Niedługo zmienimy letnie opony w naszym samochodzie na zimowe. Zaleca się, aby dokonać takiej zmiany w momencie, gdy średnia temperatura spada poniżej 7 stopni Celsjusza. Nie musimy jednak tak długo zwlekać. Robią to wcześniej unikniemy długich kolejek, które zbiorą się pod warsztatami wulkanizacyjnymi.
Po wizycie u wulkanizatora pozostanie nam komplet zimowych opon, które musimy przechować do wiosny. Jeśli robimy to samodzielnie, musimy zwrócić uwagę na to, w jaki sposób będziemy je przechowywać. W przeciwnym wypadku opony mogą stracić swoje właściwości.
W inny sposób przechowujemy opony na felgach, a w inny bez felg. Część osób opony zimowe zakłada na felgi metalowe, a letnie na aluminiowe. W ten sposób nie niszczą lepszych felg zimą. Wówczas wystarczy ściągnąć koła i opony na felgach przechowywać w pozycji poziomej. Opony na felgach możemy też powiesić na hakach w naszym garażu.
Opony bez felg przechowujemy w pozycji pionowej. Jeśli ułożymy je jedna na drugiej, wtedy będą się odkształcać. Nie są napompowane i nie posiadają wzmocnienia w postaci felgi. Dlatego ustawiamy je pionowo, a dodatkowo co cztery tygodnie obracamy o 45 stopni. Dzięki temu nie odkształcą się od długiego stania w tej samej pozycji.
Jeśli przechowujemy opony bez felg w pozycji pionowej, to nie powinny one o nic się opierać. Nie mogą zostać wciśnięte między regały w garażu.
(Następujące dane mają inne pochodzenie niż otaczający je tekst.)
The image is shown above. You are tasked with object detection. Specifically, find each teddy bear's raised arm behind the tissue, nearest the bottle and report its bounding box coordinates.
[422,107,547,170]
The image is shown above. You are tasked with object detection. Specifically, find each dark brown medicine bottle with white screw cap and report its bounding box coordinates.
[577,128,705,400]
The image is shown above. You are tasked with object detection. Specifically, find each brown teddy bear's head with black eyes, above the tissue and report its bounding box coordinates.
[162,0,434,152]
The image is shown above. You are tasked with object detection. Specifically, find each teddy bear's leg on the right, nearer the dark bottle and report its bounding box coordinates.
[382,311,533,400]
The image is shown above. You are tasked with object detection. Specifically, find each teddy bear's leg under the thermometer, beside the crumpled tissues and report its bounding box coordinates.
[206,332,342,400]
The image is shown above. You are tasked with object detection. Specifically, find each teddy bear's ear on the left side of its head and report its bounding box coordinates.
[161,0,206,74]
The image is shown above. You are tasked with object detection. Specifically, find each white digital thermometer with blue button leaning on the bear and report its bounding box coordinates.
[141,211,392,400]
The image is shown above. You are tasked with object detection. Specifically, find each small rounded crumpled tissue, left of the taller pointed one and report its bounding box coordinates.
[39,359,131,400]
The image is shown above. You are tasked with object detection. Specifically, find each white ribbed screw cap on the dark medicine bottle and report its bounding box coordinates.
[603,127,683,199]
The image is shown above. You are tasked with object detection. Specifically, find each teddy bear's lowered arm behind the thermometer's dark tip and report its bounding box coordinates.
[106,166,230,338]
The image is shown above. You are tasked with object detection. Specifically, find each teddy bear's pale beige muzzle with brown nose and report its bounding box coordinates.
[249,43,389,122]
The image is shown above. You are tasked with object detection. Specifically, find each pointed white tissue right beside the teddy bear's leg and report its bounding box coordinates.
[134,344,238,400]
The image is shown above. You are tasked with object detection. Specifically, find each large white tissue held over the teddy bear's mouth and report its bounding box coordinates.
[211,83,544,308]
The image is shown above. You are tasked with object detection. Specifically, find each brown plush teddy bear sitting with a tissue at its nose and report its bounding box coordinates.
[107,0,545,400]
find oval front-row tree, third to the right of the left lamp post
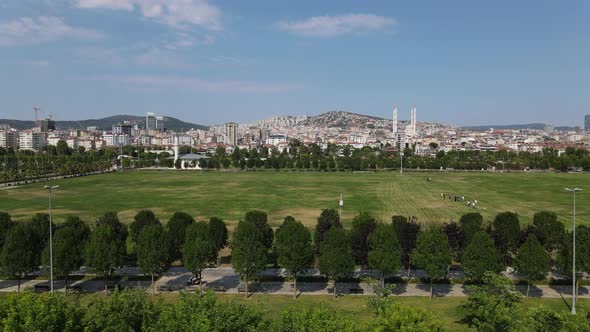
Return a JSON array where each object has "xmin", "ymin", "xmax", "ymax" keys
[{"xmin": 137, "ymin": 224, "xmax": 168, "ymax": 294}]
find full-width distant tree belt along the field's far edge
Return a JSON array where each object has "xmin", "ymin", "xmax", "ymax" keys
[{"xmin": 0, "ymin": 140, "xmax": 590, "ymax": 182}]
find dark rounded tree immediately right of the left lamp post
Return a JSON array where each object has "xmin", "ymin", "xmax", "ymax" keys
[{"xmin": 43, "ymin": 227, "xmax": 85, "ymax": 294}]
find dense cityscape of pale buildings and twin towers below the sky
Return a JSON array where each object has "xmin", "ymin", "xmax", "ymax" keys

Potrzebują sporo wolnego miejsca. Wszystkie opony, niezależnie od tego czy mają felgi, czy też nie, trzymamy z dala od źródeł ciepła, chemikaliów i wilgoci.
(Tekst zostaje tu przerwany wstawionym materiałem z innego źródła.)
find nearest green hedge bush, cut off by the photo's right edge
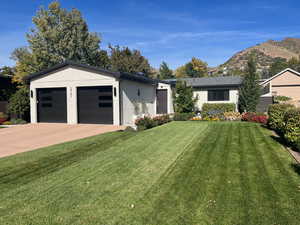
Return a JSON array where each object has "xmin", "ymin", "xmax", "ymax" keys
[{"xmin": 283, "ymin": 109, "xmax": 300, "ymax": 150}]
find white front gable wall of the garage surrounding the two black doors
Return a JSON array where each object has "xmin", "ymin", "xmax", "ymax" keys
[{"xmin": 30, "ymin": 67, "xmax": 120, "ymax": 125}]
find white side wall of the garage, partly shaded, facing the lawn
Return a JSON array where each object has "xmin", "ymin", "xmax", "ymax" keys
[{"xmin": 120, "ymin": 80, "xmax": 156, "ymax": 126}]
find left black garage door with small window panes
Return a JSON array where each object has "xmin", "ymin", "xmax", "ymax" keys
[{"xmin": 37, "ymin": 88, "xmax": 67, "ymax": 123}]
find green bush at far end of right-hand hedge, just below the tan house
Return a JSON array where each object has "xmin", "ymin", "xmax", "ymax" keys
[{"xmin": 268, "ymin": 104, "xmax": 294, "ymax": 134}]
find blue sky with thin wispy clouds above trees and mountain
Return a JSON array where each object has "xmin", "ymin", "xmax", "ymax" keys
[{"xmin": 0, "ymin": 0, "xmax": 300, "ymax": 68}]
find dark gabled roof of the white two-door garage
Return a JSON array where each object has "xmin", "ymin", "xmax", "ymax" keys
[{"xmin": 25, "ymin": 61, "xmax": 161, "ymax": 84}]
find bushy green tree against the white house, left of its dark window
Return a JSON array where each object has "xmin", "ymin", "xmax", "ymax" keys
[{"xmin": 175, "ymin": 80, "xmax": 197, "ymax": 113}]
To sprawia, że przechowywanie opon w domowych warunkach nie jest wcale tak proste, jakby mogło się wydawać. Jeśli jednak chcemy, aby posłużyły nam dłużej i zapewniały odpowiedni poziom bezpieczeństwa, to musimy zrobić to prawidłowo. Stąd też wiele osób decyduje się oddać opony na przechowanie firmom, które się tym zajmują. Tutaj jednak też musimy być ostrożni i korzystać z usług sprawdzonych partnerów.